Today, transport is the second largest source of global CO2 emissions and currently contributes nearly a quarter of all global emissions. Within this, commercial heavy transport represents a significant share of the pie, and in order to reach the climate target set in The Paris Agreement, it is essential to fully decarbonize commercial heavy transport by the year 2050 or earlier.
Produced and published by The Pathways Coalition, The Pathways Study concludes that a transition to decarbonized heavy transport is not only possible, but also financially attractive from a societal perspective. However, to tackle the challenge and speed up the pace of change, cooperation across sectors is necessary. The four companies that have formed The Pathways Coalition - E.ON, H&M Group, Scania and Siemens - represent different parts of the value chain for electrified transport: energy infrastructure provision, energy solutions and supply, vehicle manufacturing, as well as retail with the transport buyer perspective.
A successful de-carbonization of heavy transport will depend on how well the transport, energy and digital sectors can realize the required integration of infrastructures and services from a planning and operational perspective as well as from a business model and regulatory perspective.
With Ericsson from the digital sector now joining the coalition to share its expertise within digitalization and advanced connectivity, it will add a missing piece to advance the pace of change necessary across this crucial sector. Ericsson will also bring its experiences as a major buyer of transport services for the global distribution of its mobile network equipment and the successful work to reduce CO2 emissions in its own supply chain.
Mats Pellbäck Scharp, Head of Sustainability at Ericsson and responsible for the organization’s cooperation with the coalition, says its unique cross-sector setup is the key to success.
“The coalition is unique from the perspective that we have a cross-value chain approach instead of a within-industry approach – most industry associations like this are comprised of members all from the same industry and are focused on working with your peers in the same industry more or less,” Pellbäck Scharp says.
“We understood that the coalition was seeking a digitalization partner and our involvement felt very natural from both a sustainability and technology perspective, as well as what we thought we could bring to the table to help this coalition reach its objectives.”
Ericsson aims to support the coalition with its unique insights into how digitalization and especially 5G will open up new opportunities for all industry sectors, and more specifically, for making fossil-free road transport a reality.
Managing big data, connected vehicles and infrastructure, as well as more sophisticated digital tools is crucial to reduce emissions faster and generate the efficiencies needed for success. Ericsson will provide important contributions to realize these goals through its competence and experience in the Internet of Things (IoT) and the high-speed and low latency connectivity provided by 5G.
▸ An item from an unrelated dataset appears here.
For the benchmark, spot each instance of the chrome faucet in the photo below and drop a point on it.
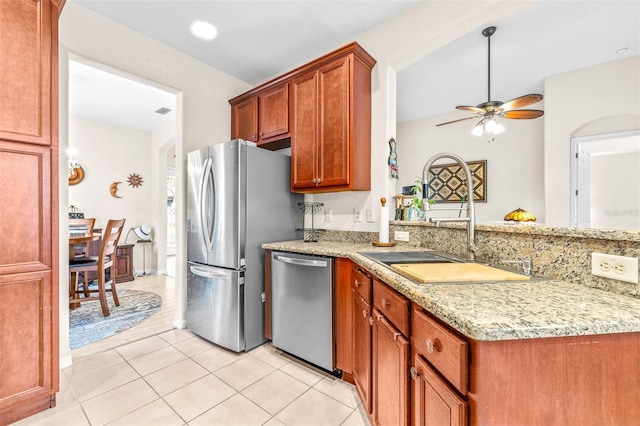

The company’s expertise in these areas will be used to envision and showcase how intelligent planning of transport systems and increased efficiency in the management of e-commerce can reduce the amount of transports needed. Faster and more secure connectivity of vehicles can also enable more refined policy instruments to increase the speed of transition to alternative fuels and solutions for commercial heavy transportation.
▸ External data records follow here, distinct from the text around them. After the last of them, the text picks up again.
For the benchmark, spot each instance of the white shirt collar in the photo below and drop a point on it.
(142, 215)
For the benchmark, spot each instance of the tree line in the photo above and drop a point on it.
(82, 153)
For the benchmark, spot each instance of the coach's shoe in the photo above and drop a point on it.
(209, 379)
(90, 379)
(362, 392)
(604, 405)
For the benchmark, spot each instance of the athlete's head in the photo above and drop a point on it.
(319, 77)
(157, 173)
Olle Isaksson, Director Global Partnering Industry Verticals at Ericsson says: “The services and infrastructures of transport, energy and digital will have to get much more integrated from a planning and operational perspective as well as from a business model and regulatory perspective. We firmly believe in the strength of cross-sector partnering and ecosystems to realize this integration and we are convinced that 5G and easy-to-use global connectivity have the capacities to enable a smarter, more efficient and sustainable transport system. The Pathways Coalition will be an important accelerator for this, and we are very happy and motivated to contribute as a new member.”
An immediate priority of The Pathways Coalition is to prototype and demonstrate new potential solutions for possible adoption in the transport industry that will accelerate and contribute to reaching its goals.
“There are already discussions with members of the coalition on how we can really take the next step and demonstrate our thoughts and ideas on how we can use digitalization, electrification and other fossil-free alternative energy sources to replace traditional fuels and progress this industry toward a fossil-free future,” Pellbäck Scharp says.